Meaningless Ramblings - Ed. 1

I had ideas for a great post this morning.  But as it turns out, I'm just too tired.  Maybe it was the 16 inning game I stayed up to watch.  Was it stupid to stay up given that I had to get up for work this morning?  Probably...  but it wouldn't have been if my team had won.  But it was still entertaining, so although it was a loss...  it wasn't a complete loss. 

Although I don't have kids and haven't gone "back to school" for 11 years after summer vacation, there's no denying that it's that time of year.  I'm always filled with a bit of melancholy sadness this time of year.  I always loved going "back to school" after each summer.  Not because I was a big nerd.  (I was)  And not because I was totally boy crazy and wanted to size up the potentials for the new year.  (I was and I did)  But because I loved the feeling of that clean slate.  We don't get that as adults and it's something I miss horribly.  I loved closing one chapter and opening another each year.  I miss that excitement and anticipation of "new" and miss that relief of being "done".   I seem to miss it more each year instead of less and I'm not sure what to do about it...  yet. 

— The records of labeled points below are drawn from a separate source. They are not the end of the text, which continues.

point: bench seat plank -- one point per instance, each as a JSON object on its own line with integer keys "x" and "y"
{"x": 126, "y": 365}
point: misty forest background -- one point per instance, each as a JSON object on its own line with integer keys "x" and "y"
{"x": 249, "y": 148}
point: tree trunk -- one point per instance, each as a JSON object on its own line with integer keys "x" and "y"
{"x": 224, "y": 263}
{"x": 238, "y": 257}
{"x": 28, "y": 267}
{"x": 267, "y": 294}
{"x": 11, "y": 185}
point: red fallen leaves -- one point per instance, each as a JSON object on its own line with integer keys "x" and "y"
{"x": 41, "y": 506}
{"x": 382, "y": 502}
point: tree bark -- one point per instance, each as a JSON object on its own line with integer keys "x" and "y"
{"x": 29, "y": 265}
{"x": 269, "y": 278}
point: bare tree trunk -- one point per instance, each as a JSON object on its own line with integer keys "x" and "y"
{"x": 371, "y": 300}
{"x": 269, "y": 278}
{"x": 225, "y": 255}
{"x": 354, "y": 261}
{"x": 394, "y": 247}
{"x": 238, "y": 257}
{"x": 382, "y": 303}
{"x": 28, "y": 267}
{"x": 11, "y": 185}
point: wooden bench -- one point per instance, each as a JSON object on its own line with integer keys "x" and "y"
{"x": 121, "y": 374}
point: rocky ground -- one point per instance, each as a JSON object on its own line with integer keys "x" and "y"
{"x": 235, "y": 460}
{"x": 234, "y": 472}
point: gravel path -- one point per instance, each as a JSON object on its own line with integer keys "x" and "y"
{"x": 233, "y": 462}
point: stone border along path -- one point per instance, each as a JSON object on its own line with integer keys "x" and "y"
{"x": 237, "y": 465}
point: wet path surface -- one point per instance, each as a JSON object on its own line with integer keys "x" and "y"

Oh the other night my husband and I had to wrangle a vicious snake out of our basement that had gotten in.  It was dicey and there were times I thought we might not make it.  But the hubs, the snake and I all made it out unscathed.  Wait...  am I saying snake?  Yeah...  I meant toad.   It was a toad.  But snake sounds way more impressive, right? 

At work the other week I DIDN'T do something wrong.  (I swear I actually didn't) But the one owner thinks I did and is still giving me the cold shoulder.  It's been like two weeks.  It's a very small office, so I'm not sure how much longer I'll be able to deal with it.  I NEED an escape plan...  pronto. 

And lastly, Scott Barry needs to get his power issues under control and do his job and not be an unimaginable bastard who wouldn't know his ass from his face.   Google him.   The assface. 

Sleepy and slightly grumpy and not inclined at all to work today...  HM.